Minutes should be used for long-term records, as they enable the main points to be compiled with no noise.
We recommend keeping minutes separate from chat due to the speed at which chat screens move.

We often use Knowledge for recording minutes.

Practices for “4. Use the best communication method for each situation”

Use chat for everyday conversations

Chat is probably best for your main communication method. Chats are easy to read and write and it is easy to look back on the log of recent conversations and share information between team members.

It is also ideal for casual conversation like the weather and leisure activities.

Use the phone to talk over discussion points one on one

While chat can be used for discussions, the phone may be best for talking over a vague idea, as it enables more interactive, real-time communication.

The disadvantage is that you do not have the log that is kept in chat.
After phone calls, team members should record the points that were discussed and the conclusions that were reached in chat or minutes before they forget.

Use video conferencing to talk over discussion points as a group

Where the phone is good for one-on-one conversation, video conferencing should be used when more communication is needed to talk over ideas.

Video conferencing enables team members to see each other’s expressions, so the communication feels similar to on-site discussions.

Like the phone, video conferencing does not enable a log to be kept, so the points that were discussed and the conclusions that were reached should be recorded in chat or minutes after the call.

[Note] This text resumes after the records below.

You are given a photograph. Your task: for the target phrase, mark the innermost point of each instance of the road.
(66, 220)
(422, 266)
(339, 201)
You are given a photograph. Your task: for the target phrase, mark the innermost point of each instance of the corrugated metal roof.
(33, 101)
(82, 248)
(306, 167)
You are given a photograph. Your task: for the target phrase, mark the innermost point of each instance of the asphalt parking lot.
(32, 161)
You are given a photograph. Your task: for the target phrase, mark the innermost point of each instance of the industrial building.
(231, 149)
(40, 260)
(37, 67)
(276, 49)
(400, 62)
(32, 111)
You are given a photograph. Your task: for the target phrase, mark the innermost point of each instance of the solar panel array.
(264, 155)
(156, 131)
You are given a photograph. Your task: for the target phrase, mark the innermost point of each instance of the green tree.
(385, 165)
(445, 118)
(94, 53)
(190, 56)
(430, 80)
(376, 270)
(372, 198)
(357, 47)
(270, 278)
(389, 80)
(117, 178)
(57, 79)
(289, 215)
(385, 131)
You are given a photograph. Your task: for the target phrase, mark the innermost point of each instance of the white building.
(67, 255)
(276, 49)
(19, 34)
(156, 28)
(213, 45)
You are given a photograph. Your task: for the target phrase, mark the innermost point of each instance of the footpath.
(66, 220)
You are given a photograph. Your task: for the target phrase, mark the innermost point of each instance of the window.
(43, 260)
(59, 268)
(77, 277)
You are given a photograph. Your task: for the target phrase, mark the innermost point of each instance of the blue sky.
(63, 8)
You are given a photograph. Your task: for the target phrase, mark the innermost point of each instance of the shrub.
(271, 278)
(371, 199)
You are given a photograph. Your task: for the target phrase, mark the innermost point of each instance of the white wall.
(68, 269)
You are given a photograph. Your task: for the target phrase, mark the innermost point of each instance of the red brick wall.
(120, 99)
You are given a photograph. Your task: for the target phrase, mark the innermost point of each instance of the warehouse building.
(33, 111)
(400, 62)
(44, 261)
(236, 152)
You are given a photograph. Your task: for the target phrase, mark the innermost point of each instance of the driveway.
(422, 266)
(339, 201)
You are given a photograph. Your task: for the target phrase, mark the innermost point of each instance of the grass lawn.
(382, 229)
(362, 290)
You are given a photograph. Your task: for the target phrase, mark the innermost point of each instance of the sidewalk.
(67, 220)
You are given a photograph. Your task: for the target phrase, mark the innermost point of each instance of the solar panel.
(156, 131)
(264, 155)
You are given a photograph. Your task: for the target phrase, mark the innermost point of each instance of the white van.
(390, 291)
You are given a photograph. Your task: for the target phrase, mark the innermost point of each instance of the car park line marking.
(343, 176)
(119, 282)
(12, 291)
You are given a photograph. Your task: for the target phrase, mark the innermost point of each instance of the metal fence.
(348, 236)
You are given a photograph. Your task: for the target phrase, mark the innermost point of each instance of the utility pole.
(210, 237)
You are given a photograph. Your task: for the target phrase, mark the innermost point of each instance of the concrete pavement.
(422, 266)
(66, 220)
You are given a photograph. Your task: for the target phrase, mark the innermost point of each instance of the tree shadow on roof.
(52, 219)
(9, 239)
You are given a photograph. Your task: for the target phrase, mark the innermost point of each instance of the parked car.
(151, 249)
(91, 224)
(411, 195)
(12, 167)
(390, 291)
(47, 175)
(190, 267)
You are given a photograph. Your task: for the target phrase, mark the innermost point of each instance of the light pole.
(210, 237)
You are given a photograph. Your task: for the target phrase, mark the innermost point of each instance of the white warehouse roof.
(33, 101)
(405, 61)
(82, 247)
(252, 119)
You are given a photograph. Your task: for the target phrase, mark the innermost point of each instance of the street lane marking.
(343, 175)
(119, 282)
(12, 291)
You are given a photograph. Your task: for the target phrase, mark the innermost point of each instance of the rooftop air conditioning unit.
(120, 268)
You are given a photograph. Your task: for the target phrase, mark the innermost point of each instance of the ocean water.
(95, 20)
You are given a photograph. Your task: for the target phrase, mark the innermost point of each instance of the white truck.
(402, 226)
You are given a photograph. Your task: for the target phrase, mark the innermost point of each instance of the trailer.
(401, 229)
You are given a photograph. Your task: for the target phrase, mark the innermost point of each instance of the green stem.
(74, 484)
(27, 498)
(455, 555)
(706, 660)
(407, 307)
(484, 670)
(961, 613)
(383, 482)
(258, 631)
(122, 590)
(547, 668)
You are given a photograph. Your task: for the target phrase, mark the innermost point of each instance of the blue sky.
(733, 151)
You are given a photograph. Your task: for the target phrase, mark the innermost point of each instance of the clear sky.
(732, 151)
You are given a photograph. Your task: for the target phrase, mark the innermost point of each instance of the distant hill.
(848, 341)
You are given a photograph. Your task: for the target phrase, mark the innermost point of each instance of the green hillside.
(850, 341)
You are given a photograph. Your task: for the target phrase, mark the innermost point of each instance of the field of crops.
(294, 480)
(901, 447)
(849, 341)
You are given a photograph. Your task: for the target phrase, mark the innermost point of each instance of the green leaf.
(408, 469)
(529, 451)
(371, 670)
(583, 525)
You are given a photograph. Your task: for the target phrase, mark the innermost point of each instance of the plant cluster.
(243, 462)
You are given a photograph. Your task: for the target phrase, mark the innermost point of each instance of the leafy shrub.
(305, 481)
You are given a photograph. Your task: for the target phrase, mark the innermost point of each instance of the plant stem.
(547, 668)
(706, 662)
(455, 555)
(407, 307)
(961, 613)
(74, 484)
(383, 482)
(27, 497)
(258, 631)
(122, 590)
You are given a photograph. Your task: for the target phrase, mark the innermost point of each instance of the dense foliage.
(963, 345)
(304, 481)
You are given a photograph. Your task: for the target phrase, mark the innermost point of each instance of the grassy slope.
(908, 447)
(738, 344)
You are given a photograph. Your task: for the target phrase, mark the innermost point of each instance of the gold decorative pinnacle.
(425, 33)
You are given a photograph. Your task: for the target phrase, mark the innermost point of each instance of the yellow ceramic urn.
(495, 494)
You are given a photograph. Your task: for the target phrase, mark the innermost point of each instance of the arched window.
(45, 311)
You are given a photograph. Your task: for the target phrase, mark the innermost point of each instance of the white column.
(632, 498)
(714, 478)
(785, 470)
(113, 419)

Use email to contact parties outside the team

When contacting parties outside the team, it is often not possible to use the software and web services that are usually used. In those cases, use email.

While some communication can be done over the phone, team members should follow up by email so that they have a written record of what was discussed over the phone.

Practices for “5. Do not divide work by location if possible”

Do not divide work by location if tasks can be divided into enough small units

If tasks can be broken down to small enough units for multiple people to work on them, team members from all locations should work together on the same subject matter.

Breaking down tasks into these small units makes it easy for team members to take tasks and work on them autonomously.

Divide work by location if it is difficult to break tasks down into small units

If tasks cannot be broken down into small units, broad topics can be assigned by location.

In each location, broad topics should be broken down into tasks of roughly granular units when carrying out work.

Practices for “6. Avoid having solo remote workers on your team until everyone becomes used to remote work”

Do not use remote development involving solo remote work

This is not an issue if many team members have experienced remote development and are used to it, but if none of the team members are used to it, one option is simply not to use remote development.

Another good method is to begin by using tools that are suited to remote development on site.

  • Allow the team to get used to chat
  • Get in the habit of recording minutes in Knowledge
  • Try managing tasks using the Kanban in the Backlogs plugin of Redmine

Once the team gets used to these tools, they will be able to transition smoothly to remote development.

Always be conscious of the fact that you are working on remote development

If one person is in one location and the majority are in another, the majority need to always be conscious of the fact that the team is working on remote development.

  • Points communicated verbally should be recorded in chat or minutes
  • When using video conferencing, make sure the majority are not talking only to each other
  • Make sure no biases occur when assigning tasks or giving instructions

When sharing information, be strongly aware that the people in those different locations are all one team.
If information is shared thoroughly, nobody will be alienated.

This document is provided under the the international Creative Commons Attribution + ShareAlike 4.0 license.